McCreary also said the manager falsely accused him of stealing money from a tip jar.
On the same day that it terminated McCreary, the store fired the cisgender female employee. A month before that, it had already terminated the only other cisgender employee at the store.
Suit alleges sex bias
McCreary filed administrative charges of sex discrimination, asserting violations of Title VII and state law. He then proceeded to file a lawsuit that presented the same allegations.
The store filed a motion to dismiss. It argued that McCreary did not plead facts supporting an inference of gender bias. According to the store, he was not able to show any similarly situated employees outside of his protected class were treated more favorably.
To support his allegations, McCreary pointed to the Supreme Court’s decision in Bostock.
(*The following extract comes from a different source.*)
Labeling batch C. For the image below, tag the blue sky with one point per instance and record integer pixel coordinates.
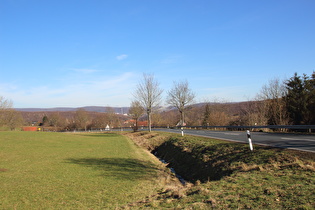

In that case, the high Court ruled that employment discrimination based on an individual’s status as a gay or transgender person is prohibited sex discrimination under Title VII.
The Court established that by discriminating based on transgender status, an employer unavoidably discriminates based on sex under Title VII.
It works both ways
The same rule must apply if an employer discriminates based on an individual’s cisgender status, McCreary insisted.
He put it this way: “If discrimination based on transgender status necessarily entails discrimination based on sex, then so too must discrimination based on cisgender status.”
This is a powerful argument that reveals the true scope of the Bostock ruling – and the court in McCreary’s case agreed with his position.
When an employer discriminates against an employee because they are cisgender, that employer discriminates based on sex, it said.
The court thus rejected the store’s argument that McCreary’s status as a non-transgender employee is not a category that Title VII protects.
The store said the fact that it fired a female employee when it fired McCreary undermined McCleary’s claim of illegal bias. But rather than support the store’s argument, that fact only suggested that the store violated the law with respect to both employees, the court said.
The court did also rule that McCreary pulled the trigger on his lawsuit without giving administrative agencies enough time to look at it, but it gave him permission to continue the case after they have done so.
Understanding Bostock’s scope
The biggest takeaway for employers here relates to the scope of the Bostock ruling. Though that decision was rightly characterized as a substantial victory for gay and transgender individuals, it goes much further than that: Specifically, it also bans discrimination against employees based on their cisgender status.
Don’t underestimate the degree to which Bostock expanded the definition of “sex discrimination” under Title VII, and don’t discriminate against employees or applicants based on their gender status – period.
McCreary v. Adult World, Inc., No. 23-4332 (E.D. Pa. 4/4/24).